Nyaman Banar

fin.co.id - 25/05/2020, 04:39 WIB

Nyaman Banar

Saya putuskan hanya bercerita saja. Yakni cerita bahwa berkat Covid ini saya bisa salat tarawih tiap malam dengan tertibnya. Juga cerita tentang bagaimana di sepertiga akhir bulan puasa. Yang tarawihnya kami khususkan. Di setiap rakaat terakhir, gerakan rukuk (membungkuk) kami buat lama sekali. Untuk sepenuhnya berserah diri kepada Yang Maha Kuasa. Seperti gerakan penyerahan leher kepada pemilik hidup --terserah, mau dipancung sekali pun.

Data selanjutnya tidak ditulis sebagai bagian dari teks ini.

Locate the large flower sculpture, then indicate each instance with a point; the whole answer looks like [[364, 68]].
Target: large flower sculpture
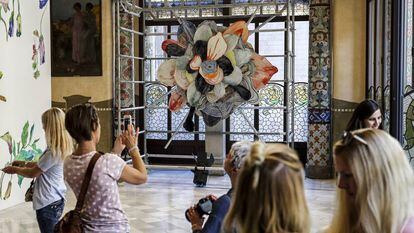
[[213, 70]]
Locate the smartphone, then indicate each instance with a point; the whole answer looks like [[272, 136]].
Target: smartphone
[[127, 121]]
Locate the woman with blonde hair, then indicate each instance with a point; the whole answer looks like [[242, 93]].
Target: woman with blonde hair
[[49, 186], [102, 210], [269, 195], [375, 185]]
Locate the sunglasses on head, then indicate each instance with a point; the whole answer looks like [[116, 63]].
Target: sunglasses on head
[[348, 136]]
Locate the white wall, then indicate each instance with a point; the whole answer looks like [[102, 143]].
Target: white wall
[[27, 97]]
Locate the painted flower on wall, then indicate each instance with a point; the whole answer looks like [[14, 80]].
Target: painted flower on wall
[[24, 150], [2, 98], [214, 70], [42, 3]]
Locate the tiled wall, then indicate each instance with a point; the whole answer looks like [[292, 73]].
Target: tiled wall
[[319, 149]]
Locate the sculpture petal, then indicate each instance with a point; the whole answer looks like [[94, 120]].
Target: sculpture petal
[[216, 47], [173, 48], [215, 78], [177, 100], [181, 79], [217, 93], [193, 96], [195, 63], [239, 28], [242, 56], [165, 73], [203, 33], [234, 78]]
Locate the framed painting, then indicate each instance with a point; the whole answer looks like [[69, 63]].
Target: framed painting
[[76, 38]]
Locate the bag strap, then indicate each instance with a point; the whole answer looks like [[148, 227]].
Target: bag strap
[[86, 181]]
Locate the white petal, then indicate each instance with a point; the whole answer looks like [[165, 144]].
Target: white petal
[[234, 78], [216, 47], [165, 72], [203, 33]]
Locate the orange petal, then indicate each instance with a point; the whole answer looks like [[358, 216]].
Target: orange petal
[[195, 63], [177, 100]]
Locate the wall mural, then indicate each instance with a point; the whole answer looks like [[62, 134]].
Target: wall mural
[[2, 98], [39, 51], [409, 124], [24, 150], [10, 13]]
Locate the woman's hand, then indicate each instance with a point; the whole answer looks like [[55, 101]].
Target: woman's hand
[[18, 163], [118, 145], [195, 219], [9, 170], [129, 138]]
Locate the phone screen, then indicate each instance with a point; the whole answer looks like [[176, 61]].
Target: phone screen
[[127, 121]]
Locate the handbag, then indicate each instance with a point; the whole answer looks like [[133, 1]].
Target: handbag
[[72, 221], [28, 197]]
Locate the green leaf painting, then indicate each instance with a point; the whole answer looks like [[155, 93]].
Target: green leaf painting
[[8, 12], [25, 133], [24, 150], [2, 98]]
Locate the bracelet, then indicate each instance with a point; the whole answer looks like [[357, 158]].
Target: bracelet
[[133, 148]]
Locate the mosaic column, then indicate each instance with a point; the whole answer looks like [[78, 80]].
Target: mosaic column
[[319, 164]]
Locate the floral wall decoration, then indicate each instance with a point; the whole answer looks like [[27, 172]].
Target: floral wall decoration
[[213, 70], [39, 51], [9, 11], [24, 150], [2, 98]]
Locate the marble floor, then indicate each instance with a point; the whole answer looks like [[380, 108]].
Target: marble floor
[[159, 205]]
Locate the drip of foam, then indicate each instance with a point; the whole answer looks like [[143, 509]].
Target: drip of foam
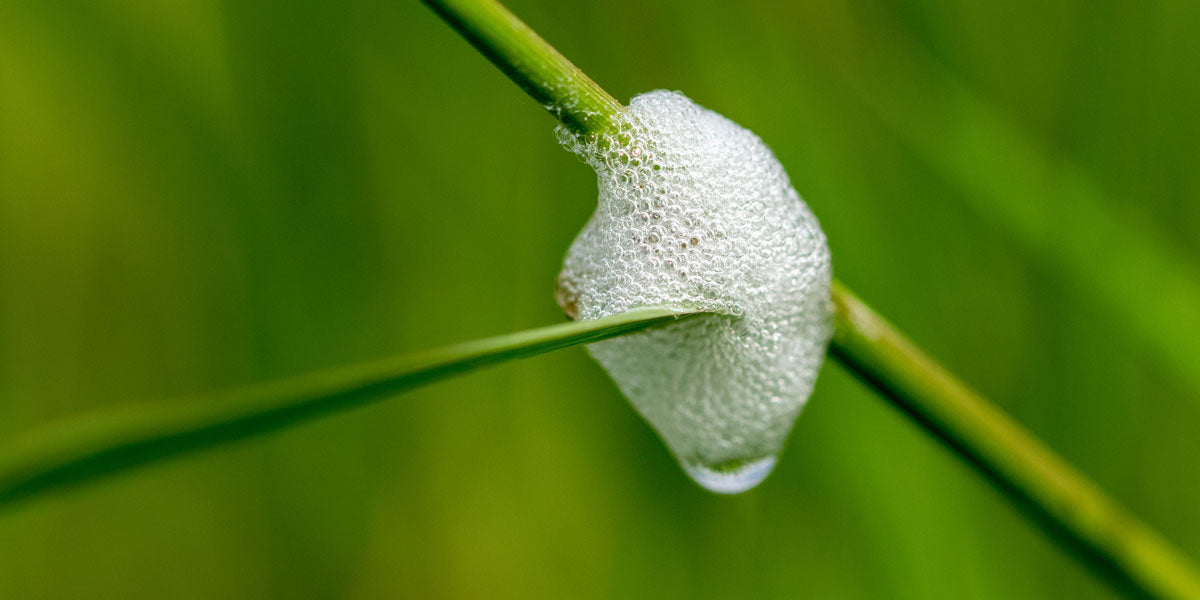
[[696, 213]]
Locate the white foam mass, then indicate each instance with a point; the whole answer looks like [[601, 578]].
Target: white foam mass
[[696, 213]]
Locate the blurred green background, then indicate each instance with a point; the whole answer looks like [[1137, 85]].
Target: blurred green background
[[201, 193]]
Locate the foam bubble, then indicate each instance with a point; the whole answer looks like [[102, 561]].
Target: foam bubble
[[696, 213]]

Gerakan sujud rakaat terakhir itu juga sangat lama. Di sujud pertama --setelah bacaan sujud-- kami panjatkan doa untuk kesehatan kami. Saya sebut satu persatu nama-nama anggota keluarga saya. Saya mintakan sehat juga: semua karyawan di grup perusahaan saya. Baik yang di Kaltim, Lombok, Sumbawa, Surabaya, Jabar, Jateng, Sumatera, dan di Papua.

Di sujud kedua, saya doakan mereka agar diberi kehidupan yang baik. Perusahaan-perusahaan itu. Juga perusahaan anak-anak saya. Termasuk Persebaya, DBL Indonesia, Wednesday, dan real estate-nya.

Saya ingat ketika menjadi jamaah salat tarawih di lingkungan Hidayatullah. Yang sujudnya juga lama dan sangat lama. Bisa untuk membaca istighfar 45 kali.

Jamaah yang hadir di halaman kemarin tampak sepenuhnya memperhatikan khotbah. Itu karena isi khotbah menyangkut ”what it mean to me”.

Banyak khotbah yang isinya ”what it mean to us”. Unsur ”me”-nya sangat langka. Karena itu khotbah menjadi kurang menarik. Banyak jamaah salat hari raya yang tidak mau mendengarkan khotbah. Mereka langsung bubar begitu salat selesai.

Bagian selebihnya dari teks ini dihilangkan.